Turnabout is fair play (and vice versa)

Turnabout is fair play (and vice versa) June 26, 2012

Justice must be reciprocal. Otherwise it’s not justice.

Turnabout is fair play and fair play is turnabout. Justice isn’t justice if it’s not the same when the shoe is on the other foot.

Louisiana lawmakers do not understand this:

We told you last week about Louisiana’s new plan for educating its youth, which is to stop having a plan for educating its youth and just dump everybody into classrooms owned by private companies that replace teachers with Moses Explains Algebra on VHS.

They’re set to steer tens of millions of dollars into the new privatization program, which pays for vouchers that parents can use to send their children to religious schools. Gov. Bobby Jindal said the state was “changing the way we deliver education,” which is a lot like Domino’s saying it’s changing the way it delivers pizza by locking up the store and telling everyone to buy a Hot Pocket from the Vatican. In any case, Louisiana Republicans loved the plan. Until a group of folks showed up to ruin the whole thing: Muslims.

The Voss Lighting Company of Lincoln, Neb., does not understand this:

According to the complaint, the manager asked Wolfe “to identify every church he has attended over the past several years; where and when [he] was ‘saved’ and the circumstances that led up to it.” In the interview, Wolfe claims he was told most employees at Voss were Southern Baptist, but employees could go to any church, as long as they were “born again.” The complaint claims the manager asked Wolfe if he would “have a problem” coming to work early, without pay, to attend Bible study. Wolfe, a single parent who says he cannot attend church on Sundays, told lawyers the branch manager was “agitated” at his answers. He didn’t get the job.

As Joe Jervis says, “If the situation were reversed, you can bet this story would be at the top of every Christianist site.”

And that is always the key question: Would this seem fair “if the situation were reversed”?

Ben Bernanke does not understand this, but Matt Yglesias does:

If I had a chance to ask Federal Reserve Chairman Ben Bernanke a question at his press conference today, this is what I would want to know: “Suppose that inflation were 8.2 percent and the unemployment rate was at or below 2 percent, what would you do?”

The answer, obviously, is tighter money. But that wouldn’t just mean an operational action to raise interest rates. You would, of course, raise interest rates. But expectations matter. If people thought that as soon as unemployment lingered above 2 percent for a month or two that rates would come down again, then inflationary expectations would never be whipped. To implement a tight money policy that worked, Bernanke would need to lecture a little bit. He’d have to say that while of course nobody wants to see unemployment go higher if you want to bring inflation down you have no choice but to tolerate somewhat higher unemployment.

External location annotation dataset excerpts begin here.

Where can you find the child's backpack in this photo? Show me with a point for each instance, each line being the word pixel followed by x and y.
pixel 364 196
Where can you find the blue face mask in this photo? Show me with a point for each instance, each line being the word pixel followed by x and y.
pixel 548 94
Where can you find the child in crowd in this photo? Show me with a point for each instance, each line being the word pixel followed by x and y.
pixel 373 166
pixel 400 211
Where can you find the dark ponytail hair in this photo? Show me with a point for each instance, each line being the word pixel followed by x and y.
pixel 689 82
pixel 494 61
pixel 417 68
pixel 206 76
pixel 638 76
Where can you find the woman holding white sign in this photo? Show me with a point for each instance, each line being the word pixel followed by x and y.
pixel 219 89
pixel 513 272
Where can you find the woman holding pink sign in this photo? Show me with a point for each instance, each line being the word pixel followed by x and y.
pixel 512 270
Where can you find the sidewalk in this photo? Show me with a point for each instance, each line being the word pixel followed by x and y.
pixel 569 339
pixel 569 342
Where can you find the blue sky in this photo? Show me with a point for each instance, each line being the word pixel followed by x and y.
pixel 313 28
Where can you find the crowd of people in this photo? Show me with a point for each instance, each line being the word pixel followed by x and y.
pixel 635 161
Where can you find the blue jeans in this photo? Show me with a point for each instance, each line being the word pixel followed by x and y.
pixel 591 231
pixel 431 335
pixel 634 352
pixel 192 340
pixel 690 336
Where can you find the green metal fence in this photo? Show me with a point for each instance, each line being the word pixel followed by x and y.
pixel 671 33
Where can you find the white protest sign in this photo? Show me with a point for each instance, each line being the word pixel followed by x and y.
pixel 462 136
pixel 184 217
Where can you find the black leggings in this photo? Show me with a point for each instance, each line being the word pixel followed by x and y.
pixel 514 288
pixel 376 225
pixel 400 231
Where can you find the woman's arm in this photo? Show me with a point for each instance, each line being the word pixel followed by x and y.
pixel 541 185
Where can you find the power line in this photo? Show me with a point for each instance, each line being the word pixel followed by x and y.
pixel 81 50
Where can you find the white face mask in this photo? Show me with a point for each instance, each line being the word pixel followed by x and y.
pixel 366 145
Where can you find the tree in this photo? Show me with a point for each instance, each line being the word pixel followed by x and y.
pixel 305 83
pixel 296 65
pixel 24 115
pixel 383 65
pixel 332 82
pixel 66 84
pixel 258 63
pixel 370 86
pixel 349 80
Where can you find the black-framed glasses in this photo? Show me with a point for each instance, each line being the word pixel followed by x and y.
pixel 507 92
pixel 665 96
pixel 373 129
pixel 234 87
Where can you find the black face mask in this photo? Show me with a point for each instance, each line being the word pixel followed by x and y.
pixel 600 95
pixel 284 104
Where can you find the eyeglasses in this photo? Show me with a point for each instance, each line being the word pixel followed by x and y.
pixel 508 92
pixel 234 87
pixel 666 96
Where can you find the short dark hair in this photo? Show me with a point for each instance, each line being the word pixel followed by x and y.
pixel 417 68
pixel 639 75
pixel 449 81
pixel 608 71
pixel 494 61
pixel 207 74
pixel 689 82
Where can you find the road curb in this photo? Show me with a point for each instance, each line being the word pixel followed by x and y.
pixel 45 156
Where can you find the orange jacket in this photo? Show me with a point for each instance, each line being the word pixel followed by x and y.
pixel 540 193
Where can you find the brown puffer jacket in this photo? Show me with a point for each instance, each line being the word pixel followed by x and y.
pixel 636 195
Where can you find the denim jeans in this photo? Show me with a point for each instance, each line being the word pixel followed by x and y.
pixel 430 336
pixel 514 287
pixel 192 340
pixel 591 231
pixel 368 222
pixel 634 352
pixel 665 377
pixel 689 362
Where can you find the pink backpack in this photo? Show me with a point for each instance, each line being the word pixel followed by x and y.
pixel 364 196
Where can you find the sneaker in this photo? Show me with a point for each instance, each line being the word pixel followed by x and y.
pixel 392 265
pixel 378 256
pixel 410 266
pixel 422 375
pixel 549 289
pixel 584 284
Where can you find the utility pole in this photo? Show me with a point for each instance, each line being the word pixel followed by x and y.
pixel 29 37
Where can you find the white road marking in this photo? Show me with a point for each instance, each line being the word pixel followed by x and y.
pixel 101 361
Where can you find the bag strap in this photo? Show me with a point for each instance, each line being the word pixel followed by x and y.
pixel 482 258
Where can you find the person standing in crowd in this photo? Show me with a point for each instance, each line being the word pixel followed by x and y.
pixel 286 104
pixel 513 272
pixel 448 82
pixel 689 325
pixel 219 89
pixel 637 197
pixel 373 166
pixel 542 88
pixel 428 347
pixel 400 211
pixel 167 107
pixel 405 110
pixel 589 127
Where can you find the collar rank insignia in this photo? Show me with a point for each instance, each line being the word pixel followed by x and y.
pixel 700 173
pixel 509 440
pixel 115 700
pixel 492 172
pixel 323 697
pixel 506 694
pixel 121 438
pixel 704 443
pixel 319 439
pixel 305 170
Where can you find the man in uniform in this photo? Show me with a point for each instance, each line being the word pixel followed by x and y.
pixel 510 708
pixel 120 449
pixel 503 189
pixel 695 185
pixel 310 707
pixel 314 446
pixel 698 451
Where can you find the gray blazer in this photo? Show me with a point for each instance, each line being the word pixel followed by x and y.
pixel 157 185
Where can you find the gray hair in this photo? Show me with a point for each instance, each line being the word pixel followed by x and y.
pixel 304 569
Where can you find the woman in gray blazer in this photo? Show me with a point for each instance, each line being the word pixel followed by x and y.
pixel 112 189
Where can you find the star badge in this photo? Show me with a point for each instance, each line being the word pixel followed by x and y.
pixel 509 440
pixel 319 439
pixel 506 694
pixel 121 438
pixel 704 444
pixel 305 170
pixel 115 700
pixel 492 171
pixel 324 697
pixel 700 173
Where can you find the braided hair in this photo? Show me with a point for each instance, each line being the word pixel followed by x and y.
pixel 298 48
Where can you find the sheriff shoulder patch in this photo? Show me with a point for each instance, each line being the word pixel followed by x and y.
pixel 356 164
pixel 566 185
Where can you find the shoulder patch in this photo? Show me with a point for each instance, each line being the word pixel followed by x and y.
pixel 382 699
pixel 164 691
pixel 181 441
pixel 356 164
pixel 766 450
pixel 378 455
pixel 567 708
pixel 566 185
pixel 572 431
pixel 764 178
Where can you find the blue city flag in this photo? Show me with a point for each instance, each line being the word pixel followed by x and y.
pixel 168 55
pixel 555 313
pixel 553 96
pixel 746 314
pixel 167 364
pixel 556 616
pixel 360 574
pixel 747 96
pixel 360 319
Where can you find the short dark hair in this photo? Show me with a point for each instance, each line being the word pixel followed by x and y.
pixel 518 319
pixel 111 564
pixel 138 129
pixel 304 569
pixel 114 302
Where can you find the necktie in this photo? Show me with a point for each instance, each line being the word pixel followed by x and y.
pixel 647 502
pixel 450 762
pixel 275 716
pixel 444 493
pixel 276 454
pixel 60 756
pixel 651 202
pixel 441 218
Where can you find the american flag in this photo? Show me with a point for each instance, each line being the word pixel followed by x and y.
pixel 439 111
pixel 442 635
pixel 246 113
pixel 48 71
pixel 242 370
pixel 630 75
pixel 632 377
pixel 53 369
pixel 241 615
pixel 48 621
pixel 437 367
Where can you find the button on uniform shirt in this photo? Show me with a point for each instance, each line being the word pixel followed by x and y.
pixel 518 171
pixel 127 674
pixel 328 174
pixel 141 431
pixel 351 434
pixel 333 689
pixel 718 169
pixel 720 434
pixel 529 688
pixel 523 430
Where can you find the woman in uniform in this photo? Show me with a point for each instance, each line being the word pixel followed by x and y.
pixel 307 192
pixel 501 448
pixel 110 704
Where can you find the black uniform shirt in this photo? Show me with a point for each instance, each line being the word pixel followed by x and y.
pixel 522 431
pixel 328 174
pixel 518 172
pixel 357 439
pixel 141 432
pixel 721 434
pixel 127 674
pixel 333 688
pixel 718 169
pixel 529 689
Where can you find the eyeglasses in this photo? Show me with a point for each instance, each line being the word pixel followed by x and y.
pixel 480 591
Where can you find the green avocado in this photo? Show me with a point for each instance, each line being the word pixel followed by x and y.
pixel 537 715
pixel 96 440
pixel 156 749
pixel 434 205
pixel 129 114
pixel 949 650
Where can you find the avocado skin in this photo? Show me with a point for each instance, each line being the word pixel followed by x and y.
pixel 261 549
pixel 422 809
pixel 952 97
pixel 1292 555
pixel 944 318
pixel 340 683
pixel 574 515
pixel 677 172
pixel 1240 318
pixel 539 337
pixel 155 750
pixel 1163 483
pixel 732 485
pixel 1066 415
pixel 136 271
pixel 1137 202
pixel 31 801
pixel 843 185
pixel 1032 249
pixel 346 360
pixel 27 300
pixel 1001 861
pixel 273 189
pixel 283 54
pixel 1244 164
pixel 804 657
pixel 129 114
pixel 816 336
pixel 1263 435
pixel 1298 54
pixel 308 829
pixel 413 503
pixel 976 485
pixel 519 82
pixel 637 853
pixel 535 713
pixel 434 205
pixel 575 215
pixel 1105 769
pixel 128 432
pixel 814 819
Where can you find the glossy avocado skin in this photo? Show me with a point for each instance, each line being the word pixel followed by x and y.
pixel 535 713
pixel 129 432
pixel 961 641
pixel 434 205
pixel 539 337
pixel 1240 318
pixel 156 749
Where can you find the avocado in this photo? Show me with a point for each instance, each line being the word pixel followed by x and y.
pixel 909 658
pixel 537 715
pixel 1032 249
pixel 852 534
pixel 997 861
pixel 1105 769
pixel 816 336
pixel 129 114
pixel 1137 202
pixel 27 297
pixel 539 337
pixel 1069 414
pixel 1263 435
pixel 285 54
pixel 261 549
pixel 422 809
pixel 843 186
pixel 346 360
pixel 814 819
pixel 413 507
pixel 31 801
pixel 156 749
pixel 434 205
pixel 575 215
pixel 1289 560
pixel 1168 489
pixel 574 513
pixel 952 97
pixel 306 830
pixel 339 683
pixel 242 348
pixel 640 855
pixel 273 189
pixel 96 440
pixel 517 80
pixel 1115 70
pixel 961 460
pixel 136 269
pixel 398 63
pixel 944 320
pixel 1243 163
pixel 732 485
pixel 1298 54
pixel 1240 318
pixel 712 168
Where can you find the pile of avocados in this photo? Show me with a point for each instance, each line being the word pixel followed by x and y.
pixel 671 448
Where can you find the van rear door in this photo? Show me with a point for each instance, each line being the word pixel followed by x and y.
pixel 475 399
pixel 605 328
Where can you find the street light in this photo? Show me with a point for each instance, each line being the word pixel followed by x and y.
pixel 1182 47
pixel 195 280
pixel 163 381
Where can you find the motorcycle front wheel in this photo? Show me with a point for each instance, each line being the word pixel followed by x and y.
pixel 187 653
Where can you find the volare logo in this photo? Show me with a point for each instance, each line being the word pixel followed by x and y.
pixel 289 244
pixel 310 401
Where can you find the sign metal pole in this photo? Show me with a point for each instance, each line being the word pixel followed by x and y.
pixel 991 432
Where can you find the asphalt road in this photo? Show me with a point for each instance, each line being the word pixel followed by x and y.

Jason Pitzl-Waters does understand this:

Sadly, these worthy efforts towards making the Air Force a place that respects all manifestations of faith is being framed as an attack on “religious freedom” by these lawmakers. For them, religious freedom means freedom for Christians to swing their theological “arms” without any regard to whose nose might be struck. When [they] assert that “the combination of events mentioned above raises concerns that the Air Force is developing a culture that is hostile towards religion” what they mean is hostile toward unfettered Christian expression, and little else. I cannot imagine that any of the 66 lawmakers gave one thought as to what things were like for religious minorities before the recent shift in policy and tone. Religious freedom, for them, begins and ends with their conception of America as a “Judeo-Christian” nation that exists under a single, monotheistic, God.

As I’ve said before, to these Christians, government-enforced secularism isn’t a neutral ethos, but a method of attacking their faith and limiting their free expression. In the minds of these Christians “religious freedom” means, in this time of demographic dominance, the right to let the majority dictate the religious norms of a society. Any deviance from that, in limiting prayer in schools, or sectarian prayer at government meetings, is a persecution of their church. We are increasingly caught in Christianity’s own crisis over its role and purpose in a post-Christian pluralistic society, and the results aren’t always pretty. …

… If religious freedom as a concept is going to mean anything, if isn’t going to just be hollow rhetoric, then it needs to apply equally to everyone.